4.)      Everyone Else:  The Offender has completed all prison, parole, supervised release, and probation for the offense which required registration pursuant to Code Section 42-1-12 and meets the criteria set forth in subparagraphs (c)(1)(A) through (c)(1)(F) of Code Section 17-10-6.2. and

·        either ten years have elapsed since the end of the sentence or
·        the Offender is considered a Level I risk by the Sex Offender Review Board.

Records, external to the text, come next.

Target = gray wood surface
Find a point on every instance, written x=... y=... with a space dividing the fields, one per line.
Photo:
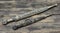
x=10 y=8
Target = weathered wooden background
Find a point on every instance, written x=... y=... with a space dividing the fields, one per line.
x=10 y=8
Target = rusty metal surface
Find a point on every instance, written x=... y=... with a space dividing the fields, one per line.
x=11 y=8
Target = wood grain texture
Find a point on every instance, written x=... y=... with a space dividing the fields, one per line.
x=9 y=9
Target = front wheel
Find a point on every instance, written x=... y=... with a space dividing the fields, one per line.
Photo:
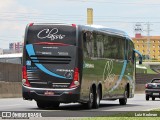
x=123 y=101
x=41 y=104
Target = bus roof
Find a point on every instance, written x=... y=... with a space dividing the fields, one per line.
x=14 y=55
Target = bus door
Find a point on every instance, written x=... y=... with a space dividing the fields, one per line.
x=51 y=56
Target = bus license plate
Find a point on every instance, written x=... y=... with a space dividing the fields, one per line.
x=155 y=93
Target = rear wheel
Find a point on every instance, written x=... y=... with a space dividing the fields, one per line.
x=153 y=98
x=89 y=104
x=123 y=101
x=147 y=97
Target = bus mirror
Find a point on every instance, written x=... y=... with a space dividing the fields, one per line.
x=140 y=62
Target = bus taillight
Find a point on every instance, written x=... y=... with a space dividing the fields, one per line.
x=31 y=24
x=25 y=81
x=75 y=81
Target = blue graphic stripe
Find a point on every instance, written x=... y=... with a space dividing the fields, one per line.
x=41 y=67
x=30 y=51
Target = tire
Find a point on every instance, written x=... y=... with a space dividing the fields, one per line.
x=96 y=100
x=147 y=97
x=123 y=101
x=153 y=98
x=41 y=104
x=89 y=104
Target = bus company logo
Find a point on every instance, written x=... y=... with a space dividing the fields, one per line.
x=50 y=33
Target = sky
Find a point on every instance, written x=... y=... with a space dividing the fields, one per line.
x=117 y=14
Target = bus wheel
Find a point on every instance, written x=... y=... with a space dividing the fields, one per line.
x=96 y=100
x=91 y=98
x=55 y=104
x=153 y=98
x=41 y=104
x=123 y=101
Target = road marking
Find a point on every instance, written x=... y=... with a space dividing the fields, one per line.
x=9 y=105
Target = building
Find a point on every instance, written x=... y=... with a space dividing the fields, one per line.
x=1 y=51
x=149 y=47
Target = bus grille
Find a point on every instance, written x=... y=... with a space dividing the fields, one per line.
x=51 y=59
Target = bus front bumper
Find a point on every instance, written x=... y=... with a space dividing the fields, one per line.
x=56 y=95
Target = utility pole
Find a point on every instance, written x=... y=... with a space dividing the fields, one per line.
x=148 y=38
x=89 y=16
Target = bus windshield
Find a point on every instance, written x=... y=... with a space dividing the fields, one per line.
x=65 y=34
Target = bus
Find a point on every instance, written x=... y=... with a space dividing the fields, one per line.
x=15 y=58
x=65 y=63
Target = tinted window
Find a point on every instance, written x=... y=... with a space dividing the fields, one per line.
x=52 y=33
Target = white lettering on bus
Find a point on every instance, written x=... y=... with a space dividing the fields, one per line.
x=52 y=34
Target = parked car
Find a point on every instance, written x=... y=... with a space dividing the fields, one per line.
x=153 y=89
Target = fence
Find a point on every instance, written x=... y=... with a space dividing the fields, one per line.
x=13 y=73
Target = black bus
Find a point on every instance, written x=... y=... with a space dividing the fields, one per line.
x=64 y=63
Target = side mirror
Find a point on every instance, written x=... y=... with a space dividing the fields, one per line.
x=140 y=56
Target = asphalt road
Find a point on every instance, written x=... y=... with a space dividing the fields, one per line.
x=138 y=103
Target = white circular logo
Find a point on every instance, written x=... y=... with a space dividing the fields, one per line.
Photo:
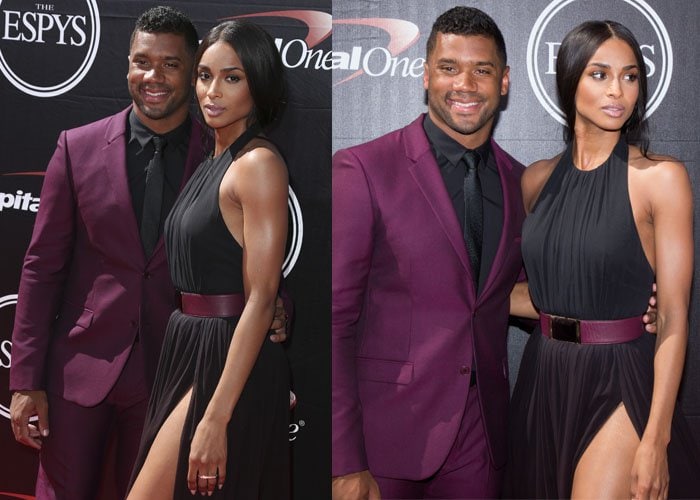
x=546 y=37
x=296 y=236
x=7 y=300
x=34 y=32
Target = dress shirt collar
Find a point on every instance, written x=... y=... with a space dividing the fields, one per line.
x=142 y=134
x=446 y=146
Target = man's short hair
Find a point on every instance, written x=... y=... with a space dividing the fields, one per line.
x=164 y=19
x=467 y=21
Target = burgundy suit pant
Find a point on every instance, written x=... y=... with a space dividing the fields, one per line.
x=467 y=471
x=72 y=458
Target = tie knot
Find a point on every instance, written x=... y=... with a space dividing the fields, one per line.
x=159 y=143
x=471 y=159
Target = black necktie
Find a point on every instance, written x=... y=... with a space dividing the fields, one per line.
x=153 y=197
x=473 y=211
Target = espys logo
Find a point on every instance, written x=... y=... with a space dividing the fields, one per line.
x=294 y=430
x=32 y=33
x=378 y=60
x=562 y=15
x=5 y=347
x=297 y=52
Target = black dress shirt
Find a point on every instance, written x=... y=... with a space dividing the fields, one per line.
x=448 y=154
x=139 y=151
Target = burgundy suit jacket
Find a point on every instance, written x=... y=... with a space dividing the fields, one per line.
x=86 y=288
x=406 y=322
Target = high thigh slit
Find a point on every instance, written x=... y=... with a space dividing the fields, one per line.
x=204 y=258
x=585 y=260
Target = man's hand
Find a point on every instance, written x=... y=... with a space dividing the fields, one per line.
x=279 y=322
x=649 y=317
x=26 y=404
x=355 y=486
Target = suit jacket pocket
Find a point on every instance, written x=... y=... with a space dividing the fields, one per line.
x=382 y=370
x=73 y=319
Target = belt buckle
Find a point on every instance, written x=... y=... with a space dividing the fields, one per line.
x=566 y=329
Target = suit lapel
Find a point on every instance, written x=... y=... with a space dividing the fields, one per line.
x=114 y=165
x=510 y=185
x=426 y=173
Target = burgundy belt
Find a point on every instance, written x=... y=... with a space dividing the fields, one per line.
x=212 y=306
x=591 y=332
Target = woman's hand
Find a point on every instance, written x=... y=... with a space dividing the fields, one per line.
x=207 y=469
x=650 y=472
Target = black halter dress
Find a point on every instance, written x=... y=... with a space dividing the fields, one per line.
x=584 y=260
x=204 y=258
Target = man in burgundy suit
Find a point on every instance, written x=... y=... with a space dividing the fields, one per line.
x=95 y=295
x=421 y=284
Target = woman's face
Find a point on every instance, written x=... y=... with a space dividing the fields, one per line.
x=608 y=89
x=222 y=89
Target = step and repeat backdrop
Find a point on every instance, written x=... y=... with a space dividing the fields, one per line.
x=379 y=51
x=64 y=64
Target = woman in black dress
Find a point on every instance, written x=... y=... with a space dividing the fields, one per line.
x=218 y=417
x=593 y=408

The disqualifiers mentioned in O.C.G.A. § 17-10-6.2 are:

(A)   The defendant has no prior conviction of an offense prohibited by Chapter 6 of Title 16 or Part 2 of Article 3 of Chapter 12 of Title 16, nor a prior conviction for any offense under federal law or the laws of another state or territory of the United States which consists of the same or similar elements of offenses prohibited by Chapter 6 of Title 16 or Part 2 of Article 3 of Chapter 12 of Title 16;

(B)   The defendant did not use a deadly weapon or any object, device, or instrument which when used offensively against a person would be likely to or actually did result in serious bodily injury during the commission of the offense;

(C)   The court has not found evidence of a relevant similar transaction;

(D)   The victim did not suffer any intentional physical harm during the commission of the offense;

(E)    The offense did not involve the transportation of the victim; and

(F)    The victim was not physically restrained during the commission of the offense.

Next Steps

            If you meet the eligibility requirements, then you may file a Petition for Removal from the Sex Offender Registry.  Additional requirements exist regarding venue, proper service of the petition, proper requirements for requesting a hearing, and necessary requests for relief.   Therefore, the assistance of legal counsel is critical.  Should your Petition fail for some reason, you must wait two years to file another Petition.